Okulunu birincilikle bitiren Sultan Galiyev hem öğretmenlik yapar, hem de Ufa Belediye Kütüphanesine bakar. Bu arada Islahatçı Şakirdler hareketine katılır ve Moskova’da yayınlanan Russkij Ucitel gazetesine “Halkın Çocuğu” imzalı makaleler yazar. Derken Mir İslama dergisinde, Söz, Julduz, İl, Vakt gibi Tatar gazetelerinde devrimi savunmaya başlar.

Zehirli zirve
Galiyevler felaket teşkilatçıdırlar, “Savaşçı Tatar Sosyalist Örgütü”nü kurmakla kalmaz, eşi Ravza’yı “Müslime Kurtuluş Hareketi”ne lider yapar. Bunlar bilahare Bakü’ye gider, komünizmden çok şey bekleyen Neriman Nerimanov’un yanında yer alırlar. Galiyev sadece Tatarları ve Başkırtları değil bütün Türk boylarını isyana çağırır. “Yöneticilerinize başkaldırın! Onları kurşuna dizin ve Sovyet saflarına katılın” demekten kaçınmaz.

Galiyev’in o dönemde dine mesafeli durduğu söylenir. Kalbini bilemeyiz ama fırıldaklık yapmaz mesela Ceditçilerden (reformistlerden) hiç hoşlanmaz, şeriatı eğip bükmeye çalışanlarla işi olmaz. Ceditçiler cennetin herkese açık olduğunu söyler, fısktan, fücurdan, küfrden korkanları (Kadimcileri) alaya alırlar. Galiyev dinde reformun dinsizliğe doğru gittiğinin farkındadır, buna alet olmaz. Sosyalizm ve din, devrim ve ibadet, halk meclisi ve cami cemaati... Bu kelimeleri yan yana getirmekte de zorlanır, karşı karşıya getirmekten de korkar. “İslami sosyalizm” gibi bir terimi ağzına bile almaz, ancak Müslümanların öncülük ettiği sosyalist düzeni savunur, ayak sesleri gelmekte olan rejimde yer tutmaya bakar.

Kızıl mollalar!
Galiyev’in kontrolündeki Kızıl Mollalar, Başkırtlar, Kırgızlar ve Azeriler arasında rahat çalışırlar ama Türkistan, Kafkasya ve Özbekistan’da tepki alırlar. Dağıstanlılar ise sırf Çar’a inat ihtilalcilere katılır, “Şeriat süvarileri”yle “komolara” destek olurlar.

Galiyev Müslüman Sosyalist Komitesi’nin lideri Molla Nur Vahidov’la birlikte devrimi omuzlar. Hırsı ve hitabeti ile parti içinde hızla yükselir, Vahidov öldürülünce meydan ona kalır.
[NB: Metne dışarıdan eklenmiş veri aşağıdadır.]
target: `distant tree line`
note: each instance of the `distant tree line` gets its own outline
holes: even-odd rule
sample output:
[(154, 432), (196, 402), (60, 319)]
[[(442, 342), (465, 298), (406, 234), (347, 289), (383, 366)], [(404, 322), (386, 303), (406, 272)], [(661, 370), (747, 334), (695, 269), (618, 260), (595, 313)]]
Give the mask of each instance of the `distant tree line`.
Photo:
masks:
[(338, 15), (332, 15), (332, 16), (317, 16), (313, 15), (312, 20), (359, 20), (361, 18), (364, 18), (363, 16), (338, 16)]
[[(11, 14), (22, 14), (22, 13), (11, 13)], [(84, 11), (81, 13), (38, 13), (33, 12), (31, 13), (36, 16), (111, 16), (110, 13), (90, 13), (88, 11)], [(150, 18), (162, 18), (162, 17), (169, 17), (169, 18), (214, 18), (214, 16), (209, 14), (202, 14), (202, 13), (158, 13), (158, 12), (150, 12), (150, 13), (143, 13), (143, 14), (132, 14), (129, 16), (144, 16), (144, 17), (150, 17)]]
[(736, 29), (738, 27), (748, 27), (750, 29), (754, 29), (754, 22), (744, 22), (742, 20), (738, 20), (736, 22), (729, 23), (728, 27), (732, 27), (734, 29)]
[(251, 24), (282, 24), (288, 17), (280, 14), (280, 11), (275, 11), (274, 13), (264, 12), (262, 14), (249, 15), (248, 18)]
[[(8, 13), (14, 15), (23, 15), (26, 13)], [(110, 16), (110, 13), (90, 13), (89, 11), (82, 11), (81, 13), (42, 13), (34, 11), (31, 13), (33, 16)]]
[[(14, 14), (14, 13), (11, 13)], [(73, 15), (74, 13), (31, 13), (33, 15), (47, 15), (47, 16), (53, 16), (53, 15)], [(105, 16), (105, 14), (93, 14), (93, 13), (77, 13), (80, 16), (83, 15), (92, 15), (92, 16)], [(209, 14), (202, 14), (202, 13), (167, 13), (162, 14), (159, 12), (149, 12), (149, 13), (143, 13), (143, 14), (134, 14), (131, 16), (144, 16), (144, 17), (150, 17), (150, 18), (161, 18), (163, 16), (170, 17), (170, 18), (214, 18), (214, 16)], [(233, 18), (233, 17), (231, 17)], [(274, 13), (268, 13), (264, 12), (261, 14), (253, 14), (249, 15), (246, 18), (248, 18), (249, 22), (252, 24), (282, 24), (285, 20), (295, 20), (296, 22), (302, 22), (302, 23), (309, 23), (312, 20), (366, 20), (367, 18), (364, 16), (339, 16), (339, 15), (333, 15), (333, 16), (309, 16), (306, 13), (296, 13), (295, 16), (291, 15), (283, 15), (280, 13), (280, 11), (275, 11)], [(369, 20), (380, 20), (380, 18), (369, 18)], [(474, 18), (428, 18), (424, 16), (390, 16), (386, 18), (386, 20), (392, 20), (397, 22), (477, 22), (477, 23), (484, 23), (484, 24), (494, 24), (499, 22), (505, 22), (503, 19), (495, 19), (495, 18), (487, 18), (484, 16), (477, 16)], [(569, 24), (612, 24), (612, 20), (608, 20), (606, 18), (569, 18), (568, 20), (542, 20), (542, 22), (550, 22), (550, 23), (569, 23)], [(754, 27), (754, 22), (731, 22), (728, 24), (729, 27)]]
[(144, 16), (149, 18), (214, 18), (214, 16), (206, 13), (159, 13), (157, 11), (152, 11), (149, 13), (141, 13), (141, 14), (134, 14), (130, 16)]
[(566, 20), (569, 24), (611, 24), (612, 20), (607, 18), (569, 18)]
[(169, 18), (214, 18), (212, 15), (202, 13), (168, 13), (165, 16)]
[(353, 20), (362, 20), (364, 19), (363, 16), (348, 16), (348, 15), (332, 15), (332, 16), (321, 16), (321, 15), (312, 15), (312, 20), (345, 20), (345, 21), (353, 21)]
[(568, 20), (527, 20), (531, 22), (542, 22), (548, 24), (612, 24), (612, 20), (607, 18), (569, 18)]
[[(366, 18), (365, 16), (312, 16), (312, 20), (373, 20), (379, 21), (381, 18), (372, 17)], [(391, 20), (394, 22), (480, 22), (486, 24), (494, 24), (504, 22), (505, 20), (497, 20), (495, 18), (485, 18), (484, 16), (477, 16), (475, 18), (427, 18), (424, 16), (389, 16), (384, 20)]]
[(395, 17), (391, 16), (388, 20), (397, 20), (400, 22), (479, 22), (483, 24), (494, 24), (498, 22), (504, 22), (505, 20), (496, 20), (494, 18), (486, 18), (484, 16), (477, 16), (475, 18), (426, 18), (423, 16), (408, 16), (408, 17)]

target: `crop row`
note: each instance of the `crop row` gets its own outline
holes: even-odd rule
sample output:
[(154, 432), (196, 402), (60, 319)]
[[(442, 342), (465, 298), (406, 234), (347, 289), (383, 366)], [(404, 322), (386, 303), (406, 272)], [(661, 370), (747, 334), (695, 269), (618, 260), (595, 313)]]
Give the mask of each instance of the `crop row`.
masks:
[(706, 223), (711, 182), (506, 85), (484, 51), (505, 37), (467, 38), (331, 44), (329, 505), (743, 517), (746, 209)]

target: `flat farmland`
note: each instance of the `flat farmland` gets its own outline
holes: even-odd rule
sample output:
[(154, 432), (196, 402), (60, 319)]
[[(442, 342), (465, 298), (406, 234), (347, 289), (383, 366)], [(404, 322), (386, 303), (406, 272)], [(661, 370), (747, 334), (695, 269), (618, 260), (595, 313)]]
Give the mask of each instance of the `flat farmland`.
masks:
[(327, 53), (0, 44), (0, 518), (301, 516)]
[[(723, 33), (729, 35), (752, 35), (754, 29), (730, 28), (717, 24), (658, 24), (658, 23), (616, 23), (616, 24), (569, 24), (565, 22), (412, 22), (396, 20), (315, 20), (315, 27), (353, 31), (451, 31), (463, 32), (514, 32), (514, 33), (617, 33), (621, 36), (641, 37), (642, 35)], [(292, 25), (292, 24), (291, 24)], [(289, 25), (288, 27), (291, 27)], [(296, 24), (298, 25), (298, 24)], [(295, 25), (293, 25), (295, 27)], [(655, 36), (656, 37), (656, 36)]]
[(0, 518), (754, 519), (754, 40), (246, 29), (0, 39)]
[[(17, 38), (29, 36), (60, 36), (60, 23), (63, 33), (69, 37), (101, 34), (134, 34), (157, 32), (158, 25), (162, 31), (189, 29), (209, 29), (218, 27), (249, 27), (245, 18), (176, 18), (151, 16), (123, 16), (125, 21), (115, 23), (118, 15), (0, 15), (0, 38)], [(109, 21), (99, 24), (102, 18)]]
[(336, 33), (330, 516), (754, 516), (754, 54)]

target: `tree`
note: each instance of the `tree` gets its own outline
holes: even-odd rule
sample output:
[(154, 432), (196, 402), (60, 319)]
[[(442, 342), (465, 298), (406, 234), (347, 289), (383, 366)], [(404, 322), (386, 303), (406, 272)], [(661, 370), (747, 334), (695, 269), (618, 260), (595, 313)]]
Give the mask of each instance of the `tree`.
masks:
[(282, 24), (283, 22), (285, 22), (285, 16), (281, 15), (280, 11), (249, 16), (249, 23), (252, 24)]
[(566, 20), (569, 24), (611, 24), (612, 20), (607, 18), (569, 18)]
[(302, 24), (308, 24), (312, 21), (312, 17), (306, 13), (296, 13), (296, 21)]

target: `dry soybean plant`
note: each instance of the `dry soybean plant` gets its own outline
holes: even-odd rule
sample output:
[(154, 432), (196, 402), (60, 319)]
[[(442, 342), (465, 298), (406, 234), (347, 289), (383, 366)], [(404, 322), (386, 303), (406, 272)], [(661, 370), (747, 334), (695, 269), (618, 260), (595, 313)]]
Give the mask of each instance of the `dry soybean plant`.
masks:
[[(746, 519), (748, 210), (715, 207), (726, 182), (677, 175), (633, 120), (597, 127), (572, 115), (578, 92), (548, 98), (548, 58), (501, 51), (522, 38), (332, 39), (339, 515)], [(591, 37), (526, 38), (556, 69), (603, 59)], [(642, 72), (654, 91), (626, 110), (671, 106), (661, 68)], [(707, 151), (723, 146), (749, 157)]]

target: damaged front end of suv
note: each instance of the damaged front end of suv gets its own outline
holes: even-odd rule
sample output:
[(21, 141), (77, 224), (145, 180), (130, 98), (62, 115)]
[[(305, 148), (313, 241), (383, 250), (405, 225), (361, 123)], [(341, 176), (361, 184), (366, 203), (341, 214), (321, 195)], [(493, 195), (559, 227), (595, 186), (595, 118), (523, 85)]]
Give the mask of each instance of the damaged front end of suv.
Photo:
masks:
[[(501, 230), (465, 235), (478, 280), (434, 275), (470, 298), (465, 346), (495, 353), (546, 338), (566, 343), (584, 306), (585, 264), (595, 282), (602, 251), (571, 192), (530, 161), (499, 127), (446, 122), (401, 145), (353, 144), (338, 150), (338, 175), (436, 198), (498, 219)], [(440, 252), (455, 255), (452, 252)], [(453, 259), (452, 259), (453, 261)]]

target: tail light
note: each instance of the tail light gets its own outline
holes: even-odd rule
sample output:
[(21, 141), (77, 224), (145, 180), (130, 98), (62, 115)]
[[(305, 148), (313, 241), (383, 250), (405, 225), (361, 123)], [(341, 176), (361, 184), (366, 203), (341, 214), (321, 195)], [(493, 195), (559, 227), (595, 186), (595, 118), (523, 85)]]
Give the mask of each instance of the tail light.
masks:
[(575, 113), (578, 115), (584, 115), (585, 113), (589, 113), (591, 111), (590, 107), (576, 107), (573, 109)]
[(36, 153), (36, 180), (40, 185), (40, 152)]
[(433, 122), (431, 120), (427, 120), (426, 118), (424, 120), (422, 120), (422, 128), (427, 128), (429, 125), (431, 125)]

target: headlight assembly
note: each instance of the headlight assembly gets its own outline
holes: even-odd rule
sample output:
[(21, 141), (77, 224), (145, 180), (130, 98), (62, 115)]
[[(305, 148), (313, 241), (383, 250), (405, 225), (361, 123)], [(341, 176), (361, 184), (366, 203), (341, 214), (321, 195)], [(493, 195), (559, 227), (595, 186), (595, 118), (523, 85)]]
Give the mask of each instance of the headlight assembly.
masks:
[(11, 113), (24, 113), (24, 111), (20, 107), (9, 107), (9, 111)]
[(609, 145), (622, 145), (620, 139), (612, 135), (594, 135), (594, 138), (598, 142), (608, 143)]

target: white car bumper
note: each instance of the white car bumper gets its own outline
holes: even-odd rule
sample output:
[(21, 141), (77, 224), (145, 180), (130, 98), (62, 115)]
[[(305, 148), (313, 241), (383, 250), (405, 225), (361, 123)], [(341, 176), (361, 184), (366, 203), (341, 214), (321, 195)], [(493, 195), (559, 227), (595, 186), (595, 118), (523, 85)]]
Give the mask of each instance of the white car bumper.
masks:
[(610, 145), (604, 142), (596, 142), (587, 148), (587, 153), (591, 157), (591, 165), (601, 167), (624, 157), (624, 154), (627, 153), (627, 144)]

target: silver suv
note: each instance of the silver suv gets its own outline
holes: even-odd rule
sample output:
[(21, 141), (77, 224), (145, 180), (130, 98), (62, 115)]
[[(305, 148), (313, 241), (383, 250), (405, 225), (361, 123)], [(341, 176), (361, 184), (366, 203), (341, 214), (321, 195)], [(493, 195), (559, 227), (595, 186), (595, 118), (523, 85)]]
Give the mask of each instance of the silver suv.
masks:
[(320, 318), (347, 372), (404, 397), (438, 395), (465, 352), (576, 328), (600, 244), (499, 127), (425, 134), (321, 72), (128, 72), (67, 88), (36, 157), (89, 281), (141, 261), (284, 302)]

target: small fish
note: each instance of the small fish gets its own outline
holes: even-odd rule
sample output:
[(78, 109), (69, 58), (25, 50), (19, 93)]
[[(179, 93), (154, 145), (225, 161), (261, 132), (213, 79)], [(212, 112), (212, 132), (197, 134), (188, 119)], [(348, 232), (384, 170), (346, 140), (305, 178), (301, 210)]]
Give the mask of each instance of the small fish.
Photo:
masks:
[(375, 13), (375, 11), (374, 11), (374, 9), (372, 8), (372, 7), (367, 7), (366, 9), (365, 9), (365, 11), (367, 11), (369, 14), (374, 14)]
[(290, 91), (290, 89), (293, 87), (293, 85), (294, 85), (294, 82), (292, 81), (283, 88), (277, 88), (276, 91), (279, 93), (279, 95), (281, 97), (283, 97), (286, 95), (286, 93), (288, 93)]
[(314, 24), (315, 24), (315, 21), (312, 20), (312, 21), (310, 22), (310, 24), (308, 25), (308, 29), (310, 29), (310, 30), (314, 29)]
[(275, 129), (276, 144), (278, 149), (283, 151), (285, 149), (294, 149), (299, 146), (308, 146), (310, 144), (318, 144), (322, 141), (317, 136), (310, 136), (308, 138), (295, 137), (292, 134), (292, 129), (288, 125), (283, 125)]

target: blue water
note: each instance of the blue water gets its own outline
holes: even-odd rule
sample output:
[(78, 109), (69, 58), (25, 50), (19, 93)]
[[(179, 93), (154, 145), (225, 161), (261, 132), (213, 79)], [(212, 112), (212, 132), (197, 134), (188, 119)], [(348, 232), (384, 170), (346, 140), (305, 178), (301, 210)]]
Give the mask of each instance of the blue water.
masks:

Hele Narkomats’ın yayın organı Jizn Natsionalnostey’in editörlüğünü de kapınca kapılar ardına kadar açılır, basamakları hızla tırmanmaya başlar. Merkezi Müslüman Komiserliği, Müslüman Askeri Kollegiyumu derken Lenin, Troçki, Buharin ve Stalin’le birlikte zirveye demir atar.

Bu büyük bir güçtür ama ne soydaşlarına ne de dindaşlarına hayrı dokunmaz. Lenin’in başta olduğu yıllarda Müslümanlar Galiyev’den çok şey umar, umduklarıyla kalırlar. Hayat her geçen gün zorlaşır, baskılar bunaltmaya başlar. Bırakın mütedeyyin insanları, partiye çalışanlar bile izlenip diplenir, kızıllara bir türlü yaranamazlar. Moskova isteklerini dikte ettirir, devrimci Tatarlara kimse fikrini sormaz.

Domuzdan post...
Cihan harbinin akabinde Türkiye ve Rusya yakınlaşır. Zira İngilizler Çanakkale’yi geçemeyince Çarlık çöker, boşluk ihtilalcilere yarar. Ruslar da kurtuluş savaşında “emperyalizme baş kaldıran” Türklere destek olurlar.

TC, ilk yıllarında Bolşeviklere sıcak bakar, hatta Taksim’deki Atatürk anıtına iki Sovyet generalini (Mareşal Voroşilov ve General Frunze’yi) kazıyacak kadar. Zaten Türkiye Komünist Fırkasını da Bakü’deki İttihatçılar kurar.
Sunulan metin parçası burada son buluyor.